Collection: Data Staged (T1074)

  • The attackers stage collected data in password-protected archives prior to exfiltration.

Command and Control: Commonly Used Port (T1043)

  • The attackers communicate with the malware using ports that are typically permitted access to a network by a firewall.

Impact: Inhibit Response Function (T0832)

  • The KillDisk component is used to disrupt the recovery process by erasing critical files on systems and workstations.

Impact: Loss of Control (T0836)

  • The attackers take control of the SCADA systems managing the electrical substations and switch off the power, causing a blackout.

Exfiltration: Exfiltration over C2 Channel (T1041)
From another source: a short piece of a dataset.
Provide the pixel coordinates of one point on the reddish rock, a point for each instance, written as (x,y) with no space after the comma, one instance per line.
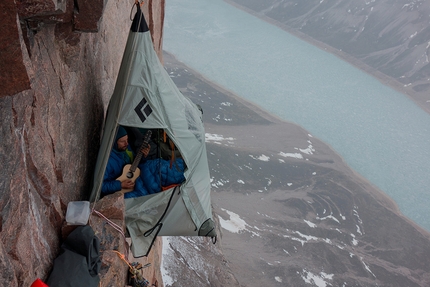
(32,8)
(87,15)
(13,74)
(53,97)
  • The attackers exfiltrate data over attacker-controlled command-and-control (C2) servers via HTTP or TCP.

What ReliaQuest Is Doing

The ReliaQuest GreyMatter security operations platform empowers customers to investigate, detect, and respond to the threats that matter most. The platform increases visibility, to help customers get the most out of existing security investments, and reduces the complexity of the detection and incident response lifecycle. This ultimately allows ReliaQuest and our customers to efficiently counter known and emerging threats. We provide customers with detection capabilities and actionable intelligence to mitigate the efforts of espionage and financially motivated threat actors alike.

Recommendations and Best Practices

  • Implement multifactor authentication (MFA). Enable code-based MFA for all user accounts, both OT and IT, especially for remote access and privileged accounts. This adds an extra layer of security and makes it harder for attackers to gain unauthorized access.
  • Baseline activity. Ensure that baselining is conducted for OT traffic and technology behaviors. Understanding what is normal will help identify potentially malicious anomalies.
  • Segment networks. Ensure proper network segmentation of devices so they can communicate only with other devices that are needed to support their specific business functions.
  • Limit access to the internet for OT and allow it to access only specific websites or IP addresses.
  • Apply extended access control lists (ACLs) to block unauthorized protocols outside the trusted network.
  • Filter boundary traffic by blocking the IP addresses from which an attack originates, blocking the ports being targeted, or blocking protocols being used for data-packet transport.
  • Restrict PowerShell use. Use group policy objects to restrict PowerShell use to only specific users or administrators who manage a network or Windows.
  • Regularly scan externally facing systems for vulnerabilities and establish procedures to patch systems, if appropriate, when critical vulnerabilities are discovered through scanning and through public disclosure. Such procedures should be balanced against the difficulty or operational downtime associated with applying that patch for OT.
  • Regularly scan the internal network for available services to identify new and potentially vulnerable services.
  • Ensure comprehensive coverage. Prioritize visibility and validation of visibility. Endpoint logging and visibility play a key role in detecting and addressing exploits or threat activity. Make sure to enable coverage for antivirus or EDR tools in your environment. Additionally, send logs to a central location like a security information and event management (SIEM) platform for comprehensive visibility. This proactive approach enables earlier detection and remediation of intrusions, preventing them from reaching ransomware or extortion levels of severity.
  • Keep all operating systems, software, and firmware up to date, where possible. Some OT may be difficult to patch, or the operational downtime required cannot be accepted to apply a patch. But where possible, regularly update and patch operating systems, software, and firmware. Prioritize patching known exploited vulnerabilities in internet-facing systems.
  • Develop and implement detection rules to look for anomalous traffic patterns from OT-related subnets and systems.